I've done a quick check of the publications by Openheim supposedly
showing a strong correlation of RAE standings and citations in
journals, and it seems to me that all I can find are studies to do with
psychology, anatomy, archaeology, etc., ALL OF WHICH use
journal-articles as the prized mode of research
Can Openheim or STevan point me to studies of, e.g., English Lit,
History, Religion, with similar results??
I know that this list is not about this issue primarily, but it's the
(over?)confidence of Stevan on this that puzzles me . . . in the
apparent absence of the empirical proof that he so values. Or please
correct me by pointing to the publications I request (preferably
online, of course!).

Quoting Stevan Harnad <harnad_at_ECS.SOTON.AC.UK>:

> On Mon, 18 Sep 2006 l.hurtado_at_ED.AC.UK wrote:
>> Well, I'm all for empirically-based views in these matters. So, if
>> Oppenheim or others have actually soundly based studies showing what
>> Stevan and Oppenheim claim, then that's to be noted. I'll have to see
>> the stuff when it's published. In the meanwhile, a couple of further
>> questions:
> Many studies are already published.
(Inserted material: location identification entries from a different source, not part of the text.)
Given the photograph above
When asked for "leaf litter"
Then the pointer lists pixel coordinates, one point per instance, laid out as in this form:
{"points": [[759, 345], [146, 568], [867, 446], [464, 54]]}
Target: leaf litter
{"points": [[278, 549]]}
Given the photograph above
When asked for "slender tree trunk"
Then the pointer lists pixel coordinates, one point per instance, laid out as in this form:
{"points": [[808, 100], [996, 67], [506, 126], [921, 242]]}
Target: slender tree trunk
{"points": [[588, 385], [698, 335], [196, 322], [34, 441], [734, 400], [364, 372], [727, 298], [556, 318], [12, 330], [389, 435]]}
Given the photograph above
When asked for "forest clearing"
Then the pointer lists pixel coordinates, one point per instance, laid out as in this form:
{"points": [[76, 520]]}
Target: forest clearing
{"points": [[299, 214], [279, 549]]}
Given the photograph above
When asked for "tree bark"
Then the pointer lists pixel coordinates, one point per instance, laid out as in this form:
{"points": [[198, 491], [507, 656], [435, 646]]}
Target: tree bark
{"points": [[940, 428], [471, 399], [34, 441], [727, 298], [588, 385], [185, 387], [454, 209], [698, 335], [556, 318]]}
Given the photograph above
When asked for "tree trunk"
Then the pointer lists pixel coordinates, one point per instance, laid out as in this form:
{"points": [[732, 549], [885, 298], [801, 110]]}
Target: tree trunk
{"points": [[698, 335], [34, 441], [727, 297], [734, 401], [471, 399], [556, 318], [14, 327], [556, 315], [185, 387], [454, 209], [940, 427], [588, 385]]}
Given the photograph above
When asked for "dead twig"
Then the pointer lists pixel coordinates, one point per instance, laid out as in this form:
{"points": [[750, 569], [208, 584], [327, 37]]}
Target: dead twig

In fact many are cited in:
> Harnad, S., Carr, L., Brody, T. and Oppenheim, C. (2003) Mandated
> online RAE CVs Linked to University Eprint Archives. Ariadne 35.
>> --Pardon me for being out of touch, perhaps, but more precisely what is
>> being measured? What does journal "citation counts" refer to?
> The total number of citations to the articles by submitted authors
> (and not just those
> for their 4 submitted articles!)
>> Citation of journal articles? Or citation of various things in journal
>> articles (and why privilege this medium?)? Or . . . what?
> Citation of the articles, but that usually means citing things in the
> articles!
> Journal articles are privileged in many disciplines because they are the
> main means of reporting research. In book-based disciplines the balance
> is otherwise, but the interesting thing is that even in book-based
> disciplines there is a journal article citation correlation with the RAE
> rankings. One would expect it to be somewhat weaker than in article-based
> disciplines, but more data are needed to be exact about this.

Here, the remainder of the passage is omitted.